Software RAID under Linux on modern hardware is fine... even with SSDs. It doesn't place a tremendous demand on your CPUs. Really.

Heck, with premium Fusion-io solid-state drives, the recommended and common deployment scheme is to use software RAID.

I wouldn't worry about this at all.

Also see: Do I need to RAID Fusion-io cards?

ewwhite
  • 194,921
  • 91
  • 434
  • 799
  • Thank you for your answer. I can certainly see using software RAID on SSDs if your goal is to maximize data throughput. Maximizing CPU work completion per unit of time is a slightly different goal, and theoretically speaking I suspect software RAID will work against it, even if negligibly. (I admit being ignorant of the overhead cost for software RAID on EXT4. I know it has to be small relative to total CPU, but possibly the same magnitude as SSD access times.) – Ryan V. Bissell Dec 12 '14 at 16:08
  • Put another way: It seems typical access times for SSD is 100us.
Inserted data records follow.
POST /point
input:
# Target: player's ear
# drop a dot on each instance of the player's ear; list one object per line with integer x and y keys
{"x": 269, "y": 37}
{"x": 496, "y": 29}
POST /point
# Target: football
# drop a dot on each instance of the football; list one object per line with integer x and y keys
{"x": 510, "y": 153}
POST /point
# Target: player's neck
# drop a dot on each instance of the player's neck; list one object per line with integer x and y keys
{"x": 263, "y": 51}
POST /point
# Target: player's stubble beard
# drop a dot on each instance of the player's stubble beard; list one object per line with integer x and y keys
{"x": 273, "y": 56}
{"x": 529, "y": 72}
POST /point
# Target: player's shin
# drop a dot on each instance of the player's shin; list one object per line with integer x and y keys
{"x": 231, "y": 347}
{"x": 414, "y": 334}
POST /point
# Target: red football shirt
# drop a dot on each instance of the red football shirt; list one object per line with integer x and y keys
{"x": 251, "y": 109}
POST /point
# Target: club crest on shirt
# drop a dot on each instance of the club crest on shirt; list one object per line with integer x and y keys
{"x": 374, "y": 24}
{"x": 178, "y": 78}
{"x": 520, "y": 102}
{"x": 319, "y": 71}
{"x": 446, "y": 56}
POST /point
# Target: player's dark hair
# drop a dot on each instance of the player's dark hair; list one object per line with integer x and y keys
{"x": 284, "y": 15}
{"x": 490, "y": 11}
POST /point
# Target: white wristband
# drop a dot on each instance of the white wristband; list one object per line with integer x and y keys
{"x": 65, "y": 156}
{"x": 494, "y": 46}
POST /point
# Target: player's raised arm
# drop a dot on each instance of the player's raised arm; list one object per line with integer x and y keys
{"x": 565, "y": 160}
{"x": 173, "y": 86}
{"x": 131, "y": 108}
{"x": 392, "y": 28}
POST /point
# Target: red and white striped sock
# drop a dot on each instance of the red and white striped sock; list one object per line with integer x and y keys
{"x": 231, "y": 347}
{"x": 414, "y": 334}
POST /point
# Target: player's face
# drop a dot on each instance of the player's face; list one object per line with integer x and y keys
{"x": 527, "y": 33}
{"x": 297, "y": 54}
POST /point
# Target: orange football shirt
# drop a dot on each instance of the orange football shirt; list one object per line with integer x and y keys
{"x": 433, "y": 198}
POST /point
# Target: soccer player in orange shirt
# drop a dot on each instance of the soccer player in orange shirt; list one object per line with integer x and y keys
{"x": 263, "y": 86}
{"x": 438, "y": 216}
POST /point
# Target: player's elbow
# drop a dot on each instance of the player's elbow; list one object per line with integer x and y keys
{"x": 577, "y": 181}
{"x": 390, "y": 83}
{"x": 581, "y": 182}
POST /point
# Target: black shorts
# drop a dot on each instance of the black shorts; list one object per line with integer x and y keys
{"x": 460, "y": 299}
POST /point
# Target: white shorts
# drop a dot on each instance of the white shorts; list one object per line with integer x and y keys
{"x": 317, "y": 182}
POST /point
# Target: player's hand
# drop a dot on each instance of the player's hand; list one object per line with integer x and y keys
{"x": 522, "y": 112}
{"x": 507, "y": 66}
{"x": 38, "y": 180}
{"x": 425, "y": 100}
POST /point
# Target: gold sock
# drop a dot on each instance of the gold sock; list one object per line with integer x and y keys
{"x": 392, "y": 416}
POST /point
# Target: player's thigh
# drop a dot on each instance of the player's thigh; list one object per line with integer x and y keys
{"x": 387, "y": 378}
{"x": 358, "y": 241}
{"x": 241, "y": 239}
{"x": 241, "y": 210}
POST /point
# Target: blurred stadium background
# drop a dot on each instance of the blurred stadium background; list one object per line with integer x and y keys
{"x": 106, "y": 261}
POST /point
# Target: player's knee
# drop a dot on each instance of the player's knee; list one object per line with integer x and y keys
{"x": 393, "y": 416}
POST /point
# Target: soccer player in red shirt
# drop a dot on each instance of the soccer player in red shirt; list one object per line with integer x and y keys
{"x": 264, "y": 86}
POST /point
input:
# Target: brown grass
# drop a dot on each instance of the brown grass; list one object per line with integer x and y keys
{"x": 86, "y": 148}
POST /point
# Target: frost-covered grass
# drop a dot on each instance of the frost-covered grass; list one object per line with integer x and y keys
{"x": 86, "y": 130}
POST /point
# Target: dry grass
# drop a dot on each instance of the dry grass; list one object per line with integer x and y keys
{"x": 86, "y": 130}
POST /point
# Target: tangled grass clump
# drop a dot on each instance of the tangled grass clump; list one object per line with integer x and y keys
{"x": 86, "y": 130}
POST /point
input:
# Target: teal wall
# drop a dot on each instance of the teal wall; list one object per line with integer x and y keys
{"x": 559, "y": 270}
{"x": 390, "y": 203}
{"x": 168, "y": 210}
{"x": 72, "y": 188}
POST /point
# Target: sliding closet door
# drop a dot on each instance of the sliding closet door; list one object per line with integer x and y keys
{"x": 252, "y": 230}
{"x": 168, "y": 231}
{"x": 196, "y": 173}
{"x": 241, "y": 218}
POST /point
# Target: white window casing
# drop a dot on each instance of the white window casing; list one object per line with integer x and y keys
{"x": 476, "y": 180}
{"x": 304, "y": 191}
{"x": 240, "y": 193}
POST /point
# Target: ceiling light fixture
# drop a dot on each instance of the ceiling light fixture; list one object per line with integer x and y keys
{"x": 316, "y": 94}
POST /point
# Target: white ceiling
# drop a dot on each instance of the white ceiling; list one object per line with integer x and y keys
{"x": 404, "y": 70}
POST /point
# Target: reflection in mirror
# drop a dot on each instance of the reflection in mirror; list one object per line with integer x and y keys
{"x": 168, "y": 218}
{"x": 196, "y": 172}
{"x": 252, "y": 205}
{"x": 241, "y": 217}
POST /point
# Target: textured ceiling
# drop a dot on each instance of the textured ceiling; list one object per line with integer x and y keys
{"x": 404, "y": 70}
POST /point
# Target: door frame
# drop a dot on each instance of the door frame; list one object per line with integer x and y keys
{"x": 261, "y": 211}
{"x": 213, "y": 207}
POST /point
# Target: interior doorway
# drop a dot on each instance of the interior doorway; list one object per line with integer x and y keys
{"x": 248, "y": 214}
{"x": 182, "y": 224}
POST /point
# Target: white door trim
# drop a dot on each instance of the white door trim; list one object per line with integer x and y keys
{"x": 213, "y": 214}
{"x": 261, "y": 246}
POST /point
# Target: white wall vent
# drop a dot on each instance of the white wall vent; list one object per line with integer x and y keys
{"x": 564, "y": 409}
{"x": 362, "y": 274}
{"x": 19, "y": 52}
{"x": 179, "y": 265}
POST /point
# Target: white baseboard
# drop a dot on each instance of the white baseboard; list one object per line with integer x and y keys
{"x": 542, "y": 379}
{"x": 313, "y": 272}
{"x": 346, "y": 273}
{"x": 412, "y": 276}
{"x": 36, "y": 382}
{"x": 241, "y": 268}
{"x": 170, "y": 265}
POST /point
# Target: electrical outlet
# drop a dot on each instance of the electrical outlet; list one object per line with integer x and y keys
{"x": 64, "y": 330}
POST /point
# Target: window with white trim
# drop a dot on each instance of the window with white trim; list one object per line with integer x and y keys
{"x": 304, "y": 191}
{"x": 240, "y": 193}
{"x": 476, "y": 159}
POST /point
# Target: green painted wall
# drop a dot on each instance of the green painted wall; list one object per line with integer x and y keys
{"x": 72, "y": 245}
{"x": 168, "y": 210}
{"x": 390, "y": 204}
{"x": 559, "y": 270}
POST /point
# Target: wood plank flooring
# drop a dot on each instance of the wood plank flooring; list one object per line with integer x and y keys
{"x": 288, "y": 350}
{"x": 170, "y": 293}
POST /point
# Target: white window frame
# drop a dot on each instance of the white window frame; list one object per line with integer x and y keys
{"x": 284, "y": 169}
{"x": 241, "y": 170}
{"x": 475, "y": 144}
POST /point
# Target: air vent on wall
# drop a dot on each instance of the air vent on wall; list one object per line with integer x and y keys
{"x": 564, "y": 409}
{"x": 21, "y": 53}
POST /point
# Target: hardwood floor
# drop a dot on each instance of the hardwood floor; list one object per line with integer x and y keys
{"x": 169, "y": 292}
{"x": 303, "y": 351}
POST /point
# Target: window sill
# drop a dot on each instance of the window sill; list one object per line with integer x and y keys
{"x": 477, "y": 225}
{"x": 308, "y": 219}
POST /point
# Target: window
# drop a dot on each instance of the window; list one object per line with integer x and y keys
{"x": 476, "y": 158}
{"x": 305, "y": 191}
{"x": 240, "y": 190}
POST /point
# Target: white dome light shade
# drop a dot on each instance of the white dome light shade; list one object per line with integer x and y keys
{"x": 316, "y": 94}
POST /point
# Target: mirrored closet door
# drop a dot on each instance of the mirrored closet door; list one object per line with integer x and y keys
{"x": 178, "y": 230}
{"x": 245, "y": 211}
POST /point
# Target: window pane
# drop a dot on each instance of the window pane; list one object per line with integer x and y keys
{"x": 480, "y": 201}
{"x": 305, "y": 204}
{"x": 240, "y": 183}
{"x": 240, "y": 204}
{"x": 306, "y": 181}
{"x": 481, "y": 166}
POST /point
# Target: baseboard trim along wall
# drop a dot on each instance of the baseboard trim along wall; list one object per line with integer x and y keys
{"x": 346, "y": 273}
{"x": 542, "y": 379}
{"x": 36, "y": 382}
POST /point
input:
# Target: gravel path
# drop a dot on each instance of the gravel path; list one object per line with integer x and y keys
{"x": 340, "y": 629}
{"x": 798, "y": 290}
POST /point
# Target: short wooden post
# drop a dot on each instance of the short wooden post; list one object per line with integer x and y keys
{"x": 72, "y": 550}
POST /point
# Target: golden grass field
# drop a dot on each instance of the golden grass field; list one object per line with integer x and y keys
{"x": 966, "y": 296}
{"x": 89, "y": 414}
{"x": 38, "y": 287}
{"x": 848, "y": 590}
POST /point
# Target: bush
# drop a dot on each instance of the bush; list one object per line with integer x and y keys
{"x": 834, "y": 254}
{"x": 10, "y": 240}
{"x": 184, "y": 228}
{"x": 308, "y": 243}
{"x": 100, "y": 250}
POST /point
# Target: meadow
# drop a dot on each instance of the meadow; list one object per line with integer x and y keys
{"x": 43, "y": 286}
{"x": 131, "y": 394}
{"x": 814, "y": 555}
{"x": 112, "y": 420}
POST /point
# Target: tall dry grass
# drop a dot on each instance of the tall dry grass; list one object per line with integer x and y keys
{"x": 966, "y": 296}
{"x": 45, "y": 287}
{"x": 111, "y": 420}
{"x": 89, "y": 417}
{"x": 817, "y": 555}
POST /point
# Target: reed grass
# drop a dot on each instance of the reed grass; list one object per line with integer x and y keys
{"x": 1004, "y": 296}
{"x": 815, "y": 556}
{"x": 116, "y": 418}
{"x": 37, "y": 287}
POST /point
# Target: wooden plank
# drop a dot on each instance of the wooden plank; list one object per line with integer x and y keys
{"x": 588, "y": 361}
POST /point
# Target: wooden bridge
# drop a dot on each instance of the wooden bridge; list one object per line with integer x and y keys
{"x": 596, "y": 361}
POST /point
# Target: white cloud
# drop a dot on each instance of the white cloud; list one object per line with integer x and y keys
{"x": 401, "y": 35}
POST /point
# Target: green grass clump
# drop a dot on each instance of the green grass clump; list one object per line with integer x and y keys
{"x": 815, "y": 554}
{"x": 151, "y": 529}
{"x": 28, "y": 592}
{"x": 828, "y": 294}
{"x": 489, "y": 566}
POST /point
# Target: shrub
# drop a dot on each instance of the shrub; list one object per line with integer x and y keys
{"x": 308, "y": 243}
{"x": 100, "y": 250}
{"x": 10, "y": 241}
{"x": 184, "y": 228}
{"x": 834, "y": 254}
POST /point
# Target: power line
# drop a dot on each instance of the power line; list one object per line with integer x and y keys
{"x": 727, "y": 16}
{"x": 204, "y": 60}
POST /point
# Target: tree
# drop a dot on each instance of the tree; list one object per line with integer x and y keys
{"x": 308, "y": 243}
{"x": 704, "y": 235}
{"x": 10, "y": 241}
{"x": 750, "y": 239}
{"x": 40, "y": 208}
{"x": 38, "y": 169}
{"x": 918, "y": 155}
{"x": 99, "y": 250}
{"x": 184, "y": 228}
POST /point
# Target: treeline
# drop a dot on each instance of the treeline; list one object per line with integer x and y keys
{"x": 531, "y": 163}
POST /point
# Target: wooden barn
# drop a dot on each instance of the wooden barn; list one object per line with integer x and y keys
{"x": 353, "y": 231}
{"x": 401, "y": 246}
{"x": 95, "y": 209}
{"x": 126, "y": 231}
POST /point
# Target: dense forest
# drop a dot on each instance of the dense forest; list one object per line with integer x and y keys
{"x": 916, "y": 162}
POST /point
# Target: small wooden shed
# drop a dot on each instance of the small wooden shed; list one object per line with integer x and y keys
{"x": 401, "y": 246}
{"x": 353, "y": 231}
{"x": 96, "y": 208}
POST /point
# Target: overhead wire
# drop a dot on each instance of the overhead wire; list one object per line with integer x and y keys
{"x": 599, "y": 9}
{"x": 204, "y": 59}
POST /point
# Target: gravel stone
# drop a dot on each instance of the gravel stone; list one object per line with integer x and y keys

Could the RAID part of the filesystem driver's ISR complete in substantially less time than that? For spinning metal (10ms), certainly. – Ryan V. Bissell Dec 12 '14 at 16:12
0

Even though I have accepted @ewwhite's answer above, I wanted to come back and report on a slightly conflicting answer that I just discovered elsewhere on the web, that is based on empirical data:

Our results from the testing showed a 16% increase in reads while utilizing (2) SSDs in a RAID 0, with a 2% decrease in write performance. The performance gains from the reads is substantial enough to warrant utilizing the RAID 0 for most purposes, but if you're running an application that performs more writes than reads you may benefit more from using the data disks stand-alone instead of going with the RAID 0 option.

From http://www.rackspace.com/knowledge_center/article/configuring-a-software-raid-on-a-linux-general-purpose-cloud-server

(My RAID is reading more than writing, so @ewwhite's answer is still appropriate for my needs.)